After Lewis became engaged to Joseph Tinney at age twenty-three, he told her it was common knowledge that Gable was her biological father. Lewis was stunned. Lewis married Tinney in 1958. She and Tinney had one child together: a daughter named Maria. The couple divorced in 1972.

After Gable's death, Lewis, at age 31, confronted her mother about her parentage. Her mother said, "Yes, you are my sin." Young became nauseated, but acknowledged that she and Gable were Lewis's biological parents. In 1994, Lewis published a book about her life entitled Uncommon Knowledge in which she stated that Gable was her father. Young refused to speak with her for three years after the book was published. Loretta Young died on August 12, 2000, at age 87. Her autobiography, published posthumously, confirmed that Gable was indeed Lewis's father.

Lewis died of cancer at age 76 on November 25, 2011, in Gladwyne, Pennsylvania and is interred at Mount Vernon Cemetery in Philadelphia.

In 2015, Linda Lewis, the wife of Loretta Young's son Christopher, publicly stated that Young had said at age 85 that Judy was conceived in an act of date rape:

"Young loved to watch Larry King Live, which is most likely what prompted her to first ask her friend, frequent houseguest, and would-be biographer, Edward Funk, and then her daughter-in-law, Linda Lewis, to explain the term "date rape.” As Lewis recalled from her Jensen Beach, Florida, home this April, sitting next to her husband, Chris — Young's second born — and flanked by Young's Oscar and Golden Globe, it took tact to explain, in language that an 85-year-old could understand, what “date rape” meant. “I did the best I could to make her understand,” Lewis said. “You have to remember, this was a very proper lady."
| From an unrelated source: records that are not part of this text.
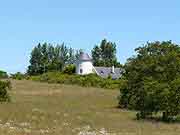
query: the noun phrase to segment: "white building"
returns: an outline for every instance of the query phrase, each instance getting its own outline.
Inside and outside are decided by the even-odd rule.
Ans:
[[[87,53],[81,53],[76,62],[76,73],[79,75],[87,75],[94,73],[92,58]]]
[[[102,78],[111,76],[112,79],[118,79],[121,76],[121,69],[112,67],[94,67],[92,58],[87,53],[81,53],[76,62],[76,74],[87,75],[95,73]]]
"When Lewis was finished describing the act, Young's response was a revelation: 'That's what happened between me and Clark.' "

According to on-location reports, Gable and Young had been flirting quite heavily, but did not act on this in public or on set. According to Young herself, "she fell in love a bit with her co-stars." Their only sexual intimacy was on an overnight train ride back from their on-location shooting, when Gable visited Young in her sleeping compartment. At the time, Gable was married, and Young had ended an affair with Spencer Tracy.

The family remained silent about the conversation until Young and Lewis were both deceased. According to Edward Funk, before learning of the concept of date rape, Young had believed it was a woman's job to fend off men's amorous advances. Thus, she had perceived her inability to thwart Gable's attack as a moral failing on her part.